SURVIVING SPOUSES AND RELATIVES PROTECTED UNDER NEW IMMIGRATION LAW

Recently, the U.S. Congress passed a law that will greatly benefit the surviving spouses and other dependents in immigration petitions. This new law H.R. 2892, which was sponsored by several congressional members including Robert Menendez (D-NJ) of New Jersey, will end the so-called “widow penalty” through an amendment to the DHS Appropriations Bill. The law will benefit surviving spouses and other qualified relatives of U.S. citizens as well as their children. The law covers not only family petitions but also employment petitions and asylum-based immigrant petitions.

The problem of the current system is timing. Under the current immigrant visa quota system, it may take many years for certain types of immigrant visas to be available. Because of the lengthy waiting time, the petitioner may actually die before there is a visa available for the beneficiary. For example, if a U.S. citizen petitions for a brother who was born in China or the Philippines, the average waiting time for a visa is ten years or longer. Under the current system, if the citizen dies, the petition will have to be canceled even if the relatives are all in the U.S. Or if a person is applying for a green card under the employment categories, the waiting time is also extremely long now. If unfortunately the principal beneficiary – the worker who is being petitioned – dies, the petition will be denied or revoked under the current law, and the surviving spouse and children must return to their home country. The purpose of the new law is to protect these surviving relatives so that they won’t be deported by the U.S. government.

Other than the above examples, perhaps the most important part of the law is to allow the surviving widow of a U.S. citizen more options to stay in the U.S. Currently, the law allows the surviving spouse of a U.S. citizen to self-petition for a green card only if the marriage took place at least two years before the petitioner's death. The new law eliminates the two-year requirement -- all surviving spouses will be allowed to apply for themselves and their children for lawful permanent status. But they must apply within two years of the law’s passage or two years within the death of the spouse. These spouses will be allowed to apply for legal status regardless of whether they are in the U.S. or outside of the U.S. Like before, they must still establish that the marital relationship was truthful and that they are likely to support themselves financially. Another catch is that they would lose this benefit if they re-marry. Their petition may also include their children under the age of 21.

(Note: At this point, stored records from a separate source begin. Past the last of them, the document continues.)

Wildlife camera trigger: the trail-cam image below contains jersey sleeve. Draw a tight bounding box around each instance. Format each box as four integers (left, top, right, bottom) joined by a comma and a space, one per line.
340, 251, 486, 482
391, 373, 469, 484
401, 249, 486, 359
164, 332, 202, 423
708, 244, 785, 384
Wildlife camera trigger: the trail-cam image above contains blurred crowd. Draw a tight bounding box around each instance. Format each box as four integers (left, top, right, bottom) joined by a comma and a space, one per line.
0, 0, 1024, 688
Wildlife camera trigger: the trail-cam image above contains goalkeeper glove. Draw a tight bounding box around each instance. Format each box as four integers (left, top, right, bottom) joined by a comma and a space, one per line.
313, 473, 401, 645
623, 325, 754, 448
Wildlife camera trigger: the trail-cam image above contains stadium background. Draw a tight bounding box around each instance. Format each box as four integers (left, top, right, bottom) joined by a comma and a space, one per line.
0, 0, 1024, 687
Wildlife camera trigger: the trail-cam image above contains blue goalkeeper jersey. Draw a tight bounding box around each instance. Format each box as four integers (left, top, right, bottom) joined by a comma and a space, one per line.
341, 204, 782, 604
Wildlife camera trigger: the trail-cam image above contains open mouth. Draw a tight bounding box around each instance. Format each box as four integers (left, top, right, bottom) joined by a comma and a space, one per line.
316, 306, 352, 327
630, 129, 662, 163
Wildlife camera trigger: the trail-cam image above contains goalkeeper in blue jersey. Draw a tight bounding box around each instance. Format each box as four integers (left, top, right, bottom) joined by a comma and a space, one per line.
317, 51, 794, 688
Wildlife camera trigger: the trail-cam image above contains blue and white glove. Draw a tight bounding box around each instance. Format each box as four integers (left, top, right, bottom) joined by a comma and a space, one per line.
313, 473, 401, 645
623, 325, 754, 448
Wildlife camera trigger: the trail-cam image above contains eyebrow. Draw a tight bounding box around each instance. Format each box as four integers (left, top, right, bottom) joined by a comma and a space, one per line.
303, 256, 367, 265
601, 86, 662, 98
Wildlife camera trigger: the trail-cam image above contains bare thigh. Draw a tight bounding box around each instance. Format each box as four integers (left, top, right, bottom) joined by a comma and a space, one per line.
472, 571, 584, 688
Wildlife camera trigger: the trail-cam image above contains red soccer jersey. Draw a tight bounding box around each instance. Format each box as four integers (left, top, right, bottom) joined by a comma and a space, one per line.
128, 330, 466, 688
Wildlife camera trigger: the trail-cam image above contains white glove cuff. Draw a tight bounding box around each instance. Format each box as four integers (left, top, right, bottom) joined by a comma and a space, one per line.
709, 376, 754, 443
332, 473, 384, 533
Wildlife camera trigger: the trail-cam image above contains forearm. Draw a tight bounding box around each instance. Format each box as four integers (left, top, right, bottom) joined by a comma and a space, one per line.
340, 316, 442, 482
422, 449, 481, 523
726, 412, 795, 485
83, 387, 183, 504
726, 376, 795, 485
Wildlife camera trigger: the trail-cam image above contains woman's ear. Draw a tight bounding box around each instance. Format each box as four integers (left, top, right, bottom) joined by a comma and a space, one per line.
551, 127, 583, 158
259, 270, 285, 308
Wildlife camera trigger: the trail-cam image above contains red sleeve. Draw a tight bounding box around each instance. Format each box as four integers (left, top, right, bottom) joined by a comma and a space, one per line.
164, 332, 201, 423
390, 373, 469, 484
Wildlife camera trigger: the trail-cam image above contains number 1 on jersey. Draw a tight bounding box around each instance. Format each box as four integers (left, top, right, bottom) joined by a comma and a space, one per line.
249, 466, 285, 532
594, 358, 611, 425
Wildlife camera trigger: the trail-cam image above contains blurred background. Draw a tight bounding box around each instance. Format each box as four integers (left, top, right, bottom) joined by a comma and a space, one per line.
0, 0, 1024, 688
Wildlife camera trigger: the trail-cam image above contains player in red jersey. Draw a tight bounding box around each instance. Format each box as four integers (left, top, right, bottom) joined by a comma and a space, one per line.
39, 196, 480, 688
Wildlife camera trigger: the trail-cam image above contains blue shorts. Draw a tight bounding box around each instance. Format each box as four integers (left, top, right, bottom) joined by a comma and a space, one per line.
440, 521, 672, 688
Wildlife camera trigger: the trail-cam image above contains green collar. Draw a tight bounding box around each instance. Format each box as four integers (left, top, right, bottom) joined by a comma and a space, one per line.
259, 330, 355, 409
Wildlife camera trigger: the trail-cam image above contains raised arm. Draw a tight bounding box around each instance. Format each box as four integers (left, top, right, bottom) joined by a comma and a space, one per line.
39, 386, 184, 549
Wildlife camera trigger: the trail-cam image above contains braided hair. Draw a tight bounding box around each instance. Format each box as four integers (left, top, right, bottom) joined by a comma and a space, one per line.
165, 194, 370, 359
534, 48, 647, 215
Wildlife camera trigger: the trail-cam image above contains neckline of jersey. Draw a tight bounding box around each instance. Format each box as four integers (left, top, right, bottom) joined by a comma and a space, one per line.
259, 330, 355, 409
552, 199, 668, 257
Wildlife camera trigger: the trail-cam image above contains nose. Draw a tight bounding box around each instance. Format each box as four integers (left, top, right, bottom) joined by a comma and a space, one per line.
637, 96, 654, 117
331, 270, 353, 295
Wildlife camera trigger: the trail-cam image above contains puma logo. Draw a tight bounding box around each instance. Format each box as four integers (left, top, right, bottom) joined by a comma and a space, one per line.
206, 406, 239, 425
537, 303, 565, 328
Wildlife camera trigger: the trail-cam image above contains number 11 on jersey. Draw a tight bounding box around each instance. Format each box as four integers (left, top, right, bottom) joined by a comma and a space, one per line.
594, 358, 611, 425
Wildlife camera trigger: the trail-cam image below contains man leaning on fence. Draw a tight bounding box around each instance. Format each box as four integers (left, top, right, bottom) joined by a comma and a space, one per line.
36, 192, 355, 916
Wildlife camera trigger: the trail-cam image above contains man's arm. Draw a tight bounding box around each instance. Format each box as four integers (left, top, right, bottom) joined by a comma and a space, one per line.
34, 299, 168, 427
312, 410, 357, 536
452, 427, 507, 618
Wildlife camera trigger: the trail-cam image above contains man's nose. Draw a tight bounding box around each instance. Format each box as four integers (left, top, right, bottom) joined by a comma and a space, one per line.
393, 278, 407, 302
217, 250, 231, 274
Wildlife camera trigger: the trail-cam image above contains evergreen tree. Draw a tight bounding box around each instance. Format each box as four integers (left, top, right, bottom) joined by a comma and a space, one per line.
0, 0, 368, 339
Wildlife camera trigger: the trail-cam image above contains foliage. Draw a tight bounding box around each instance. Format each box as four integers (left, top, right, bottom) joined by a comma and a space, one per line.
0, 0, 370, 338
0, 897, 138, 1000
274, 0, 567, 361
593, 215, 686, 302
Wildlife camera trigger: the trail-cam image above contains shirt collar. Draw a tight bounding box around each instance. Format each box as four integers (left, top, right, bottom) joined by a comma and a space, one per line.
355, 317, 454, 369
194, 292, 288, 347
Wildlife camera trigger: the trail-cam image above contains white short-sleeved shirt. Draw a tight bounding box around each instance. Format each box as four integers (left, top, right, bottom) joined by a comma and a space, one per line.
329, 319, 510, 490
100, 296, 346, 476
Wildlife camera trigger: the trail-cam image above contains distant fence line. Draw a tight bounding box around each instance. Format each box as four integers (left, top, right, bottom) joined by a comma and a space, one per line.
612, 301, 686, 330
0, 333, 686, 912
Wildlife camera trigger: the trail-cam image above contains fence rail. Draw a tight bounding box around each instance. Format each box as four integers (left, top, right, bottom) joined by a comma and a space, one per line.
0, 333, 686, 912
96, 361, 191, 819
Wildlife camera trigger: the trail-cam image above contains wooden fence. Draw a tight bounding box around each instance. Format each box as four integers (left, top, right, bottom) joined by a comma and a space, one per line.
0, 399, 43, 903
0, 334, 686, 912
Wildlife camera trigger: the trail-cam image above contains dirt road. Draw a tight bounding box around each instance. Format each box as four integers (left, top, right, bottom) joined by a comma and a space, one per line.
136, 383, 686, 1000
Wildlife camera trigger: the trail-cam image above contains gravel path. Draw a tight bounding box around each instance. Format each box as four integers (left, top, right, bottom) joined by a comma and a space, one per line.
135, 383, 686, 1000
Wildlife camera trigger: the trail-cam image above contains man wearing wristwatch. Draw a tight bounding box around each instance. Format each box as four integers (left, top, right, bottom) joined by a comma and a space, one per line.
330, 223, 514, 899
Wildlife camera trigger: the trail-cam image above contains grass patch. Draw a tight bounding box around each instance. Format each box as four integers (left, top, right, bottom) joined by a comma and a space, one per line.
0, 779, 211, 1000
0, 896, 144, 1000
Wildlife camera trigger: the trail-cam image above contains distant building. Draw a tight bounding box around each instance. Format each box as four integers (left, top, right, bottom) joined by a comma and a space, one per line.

Generally, immediate relatives including parents, spouses and children of a U.S. citizen with pending or approved petitions are covered by the new law. Other family petition such as brothers and sisters of citizens and sons and daughters of resident parents are also covered. It is important to note that the new law also protects the dependents if the principal beneficiary dies. Unlike the survivor widow of a U.S. citizen, other types of family petitions generally still require a substitute financial sponsor for the I-864 form after the death of the sponsor. Further, unlike the surviving spouses of citizens, if they are physically abroad, the new law would not protect them.

As stated above, the new law covers the beneficiaries of employment petitions and asylee/refugee petitions, including both the principals and dependents. This is significant help to the survivors considering the economic impact of the death of the principals on their family members in these types of petition.

CONCLUSION

It is expected that President Obama will sign this new legislation soon. The details and complexities of law will not be known until the government agencies have an opportunity to issue specific regulations to implement the law. For example, a surviving relative’s petition may still be denied if the government determines that his or her immigration to the U.S. is “not in the public interest.” It remains to be interpreted what exactly this phrase means.